3. (6 pts) For the 20 flkrt items, either factdata.xls or fLikert.dat, take the wide data set and

create a long data set creating the dependent variable flkrt. There will be 20 observations per

person, on four types of food: seafood_1, fast_food, challenging_food, and seafood_2.

Create a new indexing variable which identified which type of food each item is measuring.

So, the long data set should have

id food_type flkrt

This requires one trick that we didn’t discuss in class. The varying variables are going to be all

20 items. Pick a good v.name. I picked flkrt. I called the timevar variable food_type.

Rather than times, you want to provide the levels (values) for the food_type variable. There are

20 of them with 5 of each type. You can create that variable using

times = c(rep(1,5),rep(2,5),rep(3,5),rep(4,5)),

One you create this long data set, print it.

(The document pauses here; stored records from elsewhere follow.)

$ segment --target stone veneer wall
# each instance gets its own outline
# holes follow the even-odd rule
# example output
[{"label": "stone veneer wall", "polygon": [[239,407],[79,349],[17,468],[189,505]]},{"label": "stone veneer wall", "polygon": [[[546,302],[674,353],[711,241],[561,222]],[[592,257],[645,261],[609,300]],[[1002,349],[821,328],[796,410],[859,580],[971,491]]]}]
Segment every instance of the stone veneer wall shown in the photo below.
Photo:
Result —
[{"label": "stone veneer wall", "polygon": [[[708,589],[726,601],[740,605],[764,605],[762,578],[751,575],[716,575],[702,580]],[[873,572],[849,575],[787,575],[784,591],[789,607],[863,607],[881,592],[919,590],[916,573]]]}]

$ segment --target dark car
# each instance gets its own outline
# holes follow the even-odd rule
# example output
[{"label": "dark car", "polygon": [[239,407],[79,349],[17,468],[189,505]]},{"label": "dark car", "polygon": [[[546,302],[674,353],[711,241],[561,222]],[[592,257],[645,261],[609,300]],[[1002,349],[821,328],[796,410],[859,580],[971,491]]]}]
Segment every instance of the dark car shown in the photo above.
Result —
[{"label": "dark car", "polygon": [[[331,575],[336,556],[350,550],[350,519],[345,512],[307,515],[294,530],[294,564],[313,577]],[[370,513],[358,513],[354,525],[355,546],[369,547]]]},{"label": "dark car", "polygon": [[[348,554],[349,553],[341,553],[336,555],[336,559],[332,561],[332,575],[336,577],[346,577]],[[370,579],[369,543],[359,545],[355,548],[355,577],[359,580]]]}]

You will see that the data are sorted by food type and

not by id. While the data are sorted by food_type, calculate the mean for each food type

pooling across items of that food type and individuals. You can use the indexing ability in R

and the mean() function to calculate the mean of the first 135 lines (food_type 1), the next 135

lines (food_type 2), etc to get the means for the four different food types. What are the means?

Which one is smallest, which one is largest?

Finally, sort the data by individual id making all of each individuals data contiguous. Make

sure to include your R output to show that you have done all of this successfully.

4. (5 pts) I would like you to write a function that will calculate a running sum for these two

series. You will initialize each sum at the value of the first number in each series, then start the

loop counter for each loop at 2 [Note that is a hint]. If you look at the two series, you will see

that they diverge. One simple way to show that they diverge is to calculate the difference

between the two series and show that the difference increases. I would like you to write a

function that returns the running sum for each series (the string of sums, not just the final sum),

and the running set of differences. You can then look at the differences and see that they

increase. Use the following strings:

First: 1 2 3 5 4 3 6 4 3 5 7 7 9

8

Second: 2 4 5 8 7 10 10 11 11 14 17 18 21 24

Make sure to subtract First string from the second, so that the differences are positive.

There are many different ways to do this. Any one that gets the correct answer is ok.